Своим выражением лица средний Бремер хорошо показал, что он ни на секунду не собирается «позже подходить».
– Ну ладно, как знаешь, – сказал Олаф. – Эй, трактирщик!
Толстый Холл суетливо подбежал к младшему Бремеру, выказывая всевозможные почести, льстя так, что даже каменная статуя залилась бы багрянцем, но Олафу, кто бы сомневался, было приятно. Танкред же скривился от отвращения и покинул таверну. Вслед за магом из общего зала выскользнула высокая фигура в длинном темно-зеленом плаще с капюшоном.
– Так что, знамо дело, личность это препоганая, – сказал гном, повернувшись к своему собеседнику, но того уже и след простыл. Наин на всякий случай заглянул под стол – никого.

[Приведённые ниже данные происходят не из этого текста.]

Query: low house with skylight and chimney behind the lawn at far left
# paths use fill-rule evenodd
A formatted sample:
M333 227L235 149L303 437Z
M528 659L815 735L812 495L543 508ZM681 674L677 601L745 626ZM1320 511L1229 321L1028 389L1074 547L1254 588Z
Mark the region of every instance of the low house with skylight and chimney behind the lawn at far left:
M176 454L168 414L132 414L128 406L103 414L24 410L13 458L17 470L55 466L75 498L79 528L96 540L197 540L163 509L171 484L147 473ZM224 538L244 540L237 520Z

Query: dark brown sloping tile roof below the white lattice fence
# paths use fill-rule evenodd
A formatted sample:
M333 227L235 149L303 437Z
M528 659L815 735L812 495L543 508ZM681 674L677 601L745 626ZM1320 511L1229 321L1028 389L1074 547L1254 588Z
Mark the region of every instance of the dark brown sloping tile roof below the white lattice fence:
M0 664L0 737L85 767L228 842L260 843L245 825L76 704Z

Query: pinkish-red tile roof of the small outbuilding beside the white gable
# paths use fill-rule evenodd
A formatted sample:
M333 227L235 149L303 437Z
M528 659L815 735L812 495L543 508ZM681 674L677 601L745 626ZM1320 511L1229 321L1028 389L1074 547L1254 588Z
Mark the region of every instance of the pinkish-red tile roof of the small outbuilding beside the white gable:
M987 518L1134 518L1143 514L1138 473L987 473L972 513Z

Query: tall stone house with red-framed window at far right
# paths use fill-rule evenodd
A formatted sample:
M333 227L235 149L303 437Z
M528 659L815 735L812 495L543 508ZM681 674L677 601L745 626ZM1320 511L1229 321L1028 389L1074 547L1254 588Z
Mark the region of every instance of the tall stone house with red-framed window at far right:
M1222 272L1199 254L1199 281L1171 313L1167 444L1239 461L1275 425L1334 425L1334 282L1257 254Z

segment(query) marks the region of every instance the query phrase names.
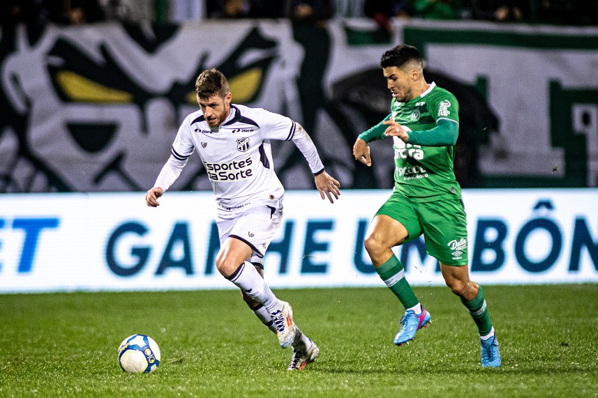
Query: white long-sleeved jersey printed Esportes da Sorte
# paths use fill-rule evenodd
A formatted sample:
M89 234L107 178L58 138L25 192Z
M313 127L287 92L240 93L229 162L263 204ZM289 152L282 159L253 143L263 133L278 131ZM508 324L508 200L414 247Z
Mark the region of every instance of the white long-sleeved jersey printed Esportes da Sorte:
M216 194L218 213L238 213L282 199L284 188L274 172L270 139L293 140L314 174L324 170L313 142L298 123L261 108L231 105L230 111L216 129L209 127L201 110L189 114L154 186L170 187L197 151Z

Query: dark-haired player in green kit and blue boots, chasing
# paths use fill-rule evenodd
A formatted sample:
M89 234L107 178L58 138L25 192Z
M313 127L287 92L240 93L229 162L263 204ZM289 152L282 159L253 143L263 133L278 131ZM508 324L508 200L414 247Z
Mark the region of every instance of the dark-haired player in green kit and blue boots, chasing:
M498 341L484 291L469 277L467 221L461 187L453 171L458 102L449 91L426 82L424 64L415 47L389 49L382 55L380 66L393 96L391 114L359 135L353 155L371 166L368 142L386 137L394 141L394 190L375 214L364 241L376 272L405 307L394 344L412 341L415 332L431 320L391 250L424 234L426 251L438 259L444 281L461 298L477 325L481 365L500 367Z

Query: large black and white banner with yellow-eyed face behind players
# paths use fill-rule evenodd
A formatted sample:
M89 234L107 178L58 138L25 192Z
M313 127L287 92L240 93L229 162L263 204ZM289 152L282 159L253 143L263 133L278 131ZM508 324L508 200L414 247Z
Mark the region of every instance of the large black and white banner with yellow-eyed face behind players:
M597 28L394 24L386 38L369 20L20 26L0 38L0 192L147 190L205 68L227 75L233 102L301 123L343 187L391 187L389 143L372 168L351 148L389 112L379 60L399 43L460 102L463 186L598 185ZM285 187L311 187L296 148L276 143L274 158ZM197 156L172 189L209 189Z

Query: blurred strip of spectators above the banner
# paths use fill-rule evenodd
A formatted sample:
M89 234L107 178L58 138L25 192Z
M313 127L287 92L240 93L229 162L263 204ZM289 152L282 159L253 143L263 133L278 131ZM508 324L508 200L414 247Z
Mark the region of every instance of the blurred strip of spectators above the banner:
M184 22L290 18L325 22L368 17L381 29L395 18L598 25L598 0L0 0L0 24Z

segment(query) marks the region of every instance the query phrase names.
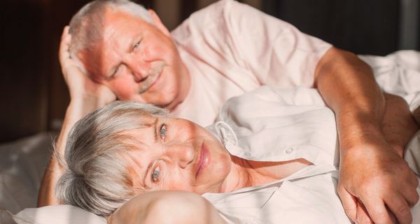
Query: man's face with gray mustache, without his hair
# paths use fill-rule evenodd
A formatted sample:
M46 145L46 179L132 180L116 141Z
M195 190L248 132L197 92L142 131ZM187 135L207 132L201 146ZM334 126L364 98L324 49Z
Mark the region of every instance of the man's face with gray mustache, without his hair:
M80 50L78 57L118 99L170 109L185 97L190 77L169 31L157 16L152 18L158 25L121 10L106 10L102 40L89 51L92 54Z

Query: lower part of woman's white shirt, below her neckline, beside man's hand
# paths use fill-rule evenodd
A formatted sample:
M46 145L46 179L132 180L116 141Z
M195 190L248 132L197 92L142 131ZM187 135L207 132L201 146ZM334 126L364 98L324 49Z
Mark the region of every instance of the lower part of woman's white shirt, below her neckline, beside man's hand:
M337 174L312 165L265 186L202 196L227 223L351 223L335 193Z

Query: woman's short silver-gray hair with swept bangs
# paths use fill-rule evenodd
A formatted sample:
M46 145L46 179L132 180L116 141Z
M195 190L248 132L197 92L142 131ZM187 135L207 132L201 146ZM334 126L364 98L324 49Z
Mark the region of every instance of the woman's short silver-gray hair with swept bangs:
M64 173L55 186L59 201L109 216L134 197L127 151L138 147L127 132L150 127L146 117L167 114L148 104L113 102L79 120L69 133Z

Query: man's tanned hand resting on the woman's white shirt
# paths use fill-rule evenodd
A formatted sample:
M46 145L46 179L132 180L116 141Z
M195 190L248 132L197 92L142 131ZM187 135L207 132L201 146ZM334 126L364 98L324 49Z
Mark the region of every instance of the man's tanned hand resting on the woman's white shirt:
M407 162L386 141L342 154L338 194L356 223L411 223L409 208L419 200L417 185Z

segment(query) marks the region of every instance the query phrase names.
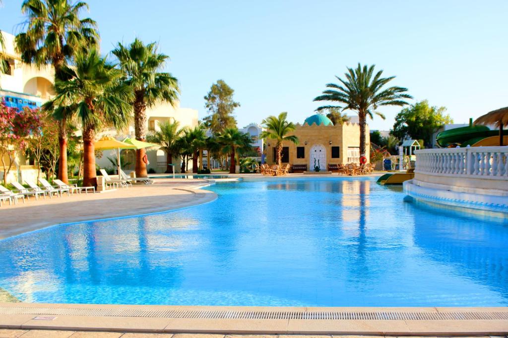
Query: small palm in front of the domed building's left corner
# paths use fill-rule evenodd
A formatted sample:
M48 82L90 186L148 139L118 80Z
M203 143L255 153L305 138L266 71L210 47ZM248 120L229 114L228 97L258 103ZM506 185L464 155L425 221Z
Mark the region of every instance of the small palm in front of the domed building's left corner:
M295 135L288 135L295 130L296 126L293 122L289 122L286 118L287 112L281 112L278 117L269 116L262 121L262 124L267 130L261 132L259 137L274 139L277 144L277 163L279 167L282 165L282 142L289 141L298 144L298 137Z

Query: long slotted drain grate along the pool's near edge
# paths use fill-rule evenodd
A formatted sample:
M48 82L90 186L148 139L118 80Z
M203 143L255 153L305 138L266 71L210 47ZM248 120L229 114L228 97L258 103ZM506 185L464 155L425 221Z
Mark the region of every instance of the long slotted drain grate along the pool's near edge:
M60 315L194 319L508 320L508 312L320 312L234 310L59 309L0 307L0 315Z

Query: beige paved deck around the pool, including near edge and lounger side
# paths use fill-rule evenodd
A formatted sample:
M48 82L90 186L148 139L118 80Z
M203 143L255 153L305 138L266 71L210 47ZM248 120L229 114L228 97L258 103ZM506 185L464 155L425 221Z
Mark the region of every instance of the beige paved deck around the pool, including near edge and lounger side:
M262 177L234 175L232 177ZM317 175L316 175L317 176ZM288 178L304 177L290 175ZM312 177L312 176L305 176ZM319 175L319 177L322 177ZM270 177L267 177L270 179ZM174 210L211 202L211 182L157 179L101 194L0 208L0 238L53 224ZM197 189L205 187L205 189ZM488 336L508 333L508 308L276 308L0 303L0 338L289 338L331 335Z

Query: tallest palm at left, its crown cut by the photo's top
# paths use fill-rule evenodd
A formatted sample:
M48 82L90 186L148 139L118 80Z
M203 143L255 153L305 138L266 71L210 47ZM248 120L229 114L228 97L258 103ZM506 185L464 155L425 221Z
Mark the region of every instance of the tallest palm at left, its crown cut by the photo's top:
M88 10L84 2L25 0L21 11L27 17L23 23L26 31L16 35L16 49L23 62L37 66L51 64L55 78L61 78L61 69L67 61L78 51L99 43L97 23L90 18L79 18L83 10ZM66 183L68 122L68 117L60 116L58 178Z

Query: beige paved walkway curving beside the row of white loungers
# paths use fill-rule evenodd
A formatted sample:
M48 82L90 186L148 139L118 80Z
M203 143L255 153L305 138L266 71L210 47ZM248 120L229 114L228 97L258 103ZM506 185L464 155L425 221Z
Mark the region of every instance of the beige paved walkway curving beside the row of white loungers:
M97 194L63 195L0 208L0 239L46 228L58 223L130 216L174 210L213 201L215 193L196 189L206 180L157 179L155 184L135 184L130 188Z

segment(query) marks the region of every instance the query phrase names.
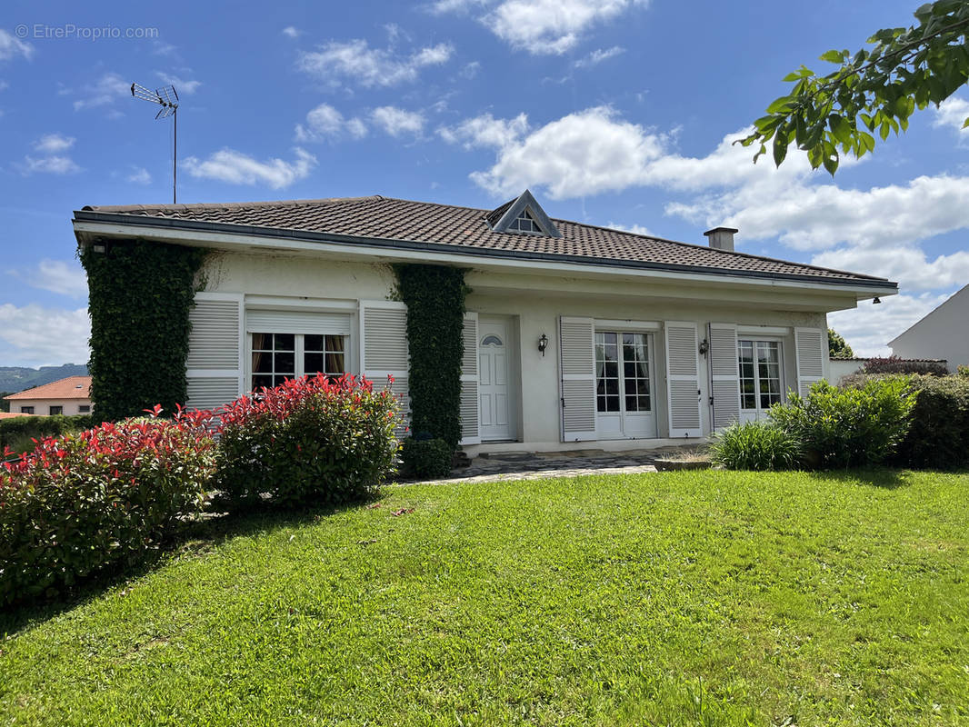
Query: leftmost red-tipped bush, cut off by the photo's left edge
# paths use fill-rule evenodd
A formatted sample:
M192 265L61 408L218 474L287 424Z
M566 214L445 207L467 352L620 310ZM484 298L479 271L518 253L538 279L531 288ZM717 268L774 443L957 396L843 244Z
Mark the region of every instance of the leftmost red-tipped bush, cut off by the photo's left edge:
M0 468L0 606L56 595L157 551L178 518L203 506L215 471L206 416L48 437Z

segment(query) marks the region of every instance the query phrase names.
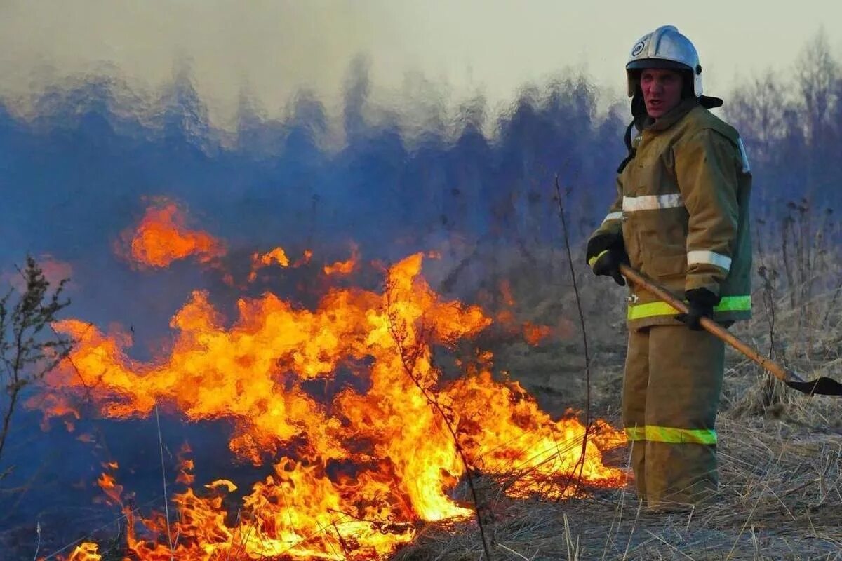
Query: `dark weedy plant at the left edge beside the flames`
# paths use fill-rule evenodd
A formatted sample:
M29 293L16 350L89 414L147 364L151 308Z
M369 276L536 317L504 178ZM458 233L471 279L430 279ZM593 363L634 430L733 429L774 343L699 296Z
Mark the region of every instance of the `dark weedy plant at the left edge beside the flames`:
M56 315L70 304L61 294L67 283L62 279L50 292L50 282L33 257L26 257L26 267L20 271L24 285L17 293L14 288L0 298L0 459L9 434L9 424L21 392L29 384L44 378L70 353L72 340L56 335L50 324ZM10 468L9 468L10 469ZM0 471L0 479L9 469Z

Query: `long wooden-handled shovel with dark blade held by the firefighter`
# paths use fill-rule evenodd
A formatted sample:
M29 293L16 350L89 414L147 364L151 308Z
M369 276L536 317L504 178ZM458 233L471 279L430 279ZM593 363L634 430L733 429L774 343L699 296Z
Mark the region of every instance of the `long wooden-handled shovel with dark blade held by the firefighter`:
M650 293L657 296L658 299L661 299L671 305L675 308L675 310L679 310L680 313L687 313L687 304L685 304L684 300L679 299L666 288L658 286L658 284L644 277L641 273L632 269L632 267L629 267L626 264L621 264L620 273L622 273L629 282L641 286L642 288L646 288ZM733 335L730 331L727 331L724 327L722 327L722 325L719 325L716 321L711 320L711 318L702 317L699 323L701 323L701 326L705 328L705 331L708 331L711 335L716 336L718 339L726 342L739 352L742 352L746 357L749 357L755 363L758 363L760 368L763 368L766 372L775 376L775 378L778 378L790 388L797 389L804 394L810 395L842 395L842 384L839 384L836 380L822 376L821 378L816 378L807 382L804 378L799 376L797 373L792 372L789 368L784 368L780 364L762 356L757 349L751 347L748 343L742 341L738 336Z

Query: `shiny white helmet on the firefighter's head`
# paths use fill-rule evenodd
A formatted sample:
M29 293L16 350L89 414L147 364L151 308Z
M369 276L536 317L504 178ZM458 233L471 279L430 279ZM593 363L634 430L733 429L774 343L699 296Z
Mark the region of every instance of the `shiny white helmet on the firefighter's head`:
M692 72L693 93L701 97L701 66L699 53L685 35L674 25L662 25L652 33L643 35L632 47L626 63L628 93L632 98L637 91L637 72L642 68L671 68ZM634 75L634 76L633 76Z

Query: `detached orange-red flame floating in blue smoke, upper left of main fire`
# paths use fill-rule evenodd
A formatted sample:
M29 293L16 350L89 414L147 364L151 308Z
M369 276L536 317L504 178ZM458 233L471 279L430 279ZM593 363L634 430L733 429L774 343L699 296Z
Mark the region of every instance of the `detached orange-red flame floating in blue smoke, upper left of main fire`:
M225 255L221 242L205 231L189 230L184 213L163 200L147 209L135 230L124 232L128 257L147 267L168 267L172 262L195 256L207 263Z

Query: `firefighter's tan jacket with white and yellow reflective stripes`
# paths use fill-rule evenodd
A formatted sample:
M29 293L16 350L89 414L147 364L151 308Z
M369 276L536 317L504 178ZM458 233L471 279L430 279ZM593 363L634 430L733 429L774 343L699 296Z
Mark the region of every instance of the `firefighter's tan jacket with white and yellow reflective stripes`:
M617 175L617 198L589 241L590 263L624 247L633 268L683 296L721 297L718 321L751 315L749 161L736 130L695 99L643 127ZM674 324L678 312L631 287L630 327Z

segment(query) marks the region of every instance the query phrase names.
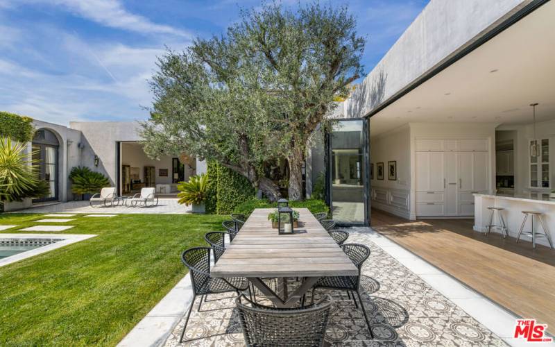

До чего же странно…
– Эй, красотка! Здесь свободно!
Болтливый Нор-Тегли уже совсем забыл о Митлонде, когда к нему подсела молодая девушка, судя по всему, цыганка. Красивая, но опасная…
– Нарл, мерзавец, ты же знаешь, что не должен был приходить, – черноволосый маг в богатом, подбитом собольим мехом плаще словно разговаривал сам с собой. Он стоял возле невзрачной стены одного из бедняцких домов в переулке Дир, что в Старом городе. На улице были лужи после дождя, а хмурое ночное небо показывало, что оно еще не выплакало всех своих слез. Рядом с Танкредом будто бы никого не было, но вдруг неизвестно откуда раздался хриплый ответ:
– Знаю, господин, но слухи… – Шепелявый и трескучий, словно у змеи, голос невидимки был таким, словно кто-то когда-то пытался отрезать ему язык, но не довел своего дела до конца.
– Тебя это не должно волновать, – сердито отрезал маг.
– Но, господин, вы не говорили, что собираетесь подставлять графа де Нота. Королевские ищейки рыщут по всему городу. Агенты и шпионы подняты на ноги. Но это еще не все…
– Что еще? – устало вздохнул Огненный Змей. Сейчас в силу вступал его собственный план, и нужно было все провести четко до мгновения и с осторожностью танца на лезвии меча. Никто, кроме него самого, не знал, что весь разговор накануне в доме на аллее Ганновер полностью был обманом. Джон пусть тешится мыслью, что вскоре Теал станет его личной вотчиной и королевский налог уйдет в прошлое, иерофанты – что Танкред Бремер будет подыгрывать чьему-то чужому плану, вместо того чтобы все делать по-своему, а Олаф… что же до Волка, то он, как известно, ни о чем не задумывается по причине редкостной глупости.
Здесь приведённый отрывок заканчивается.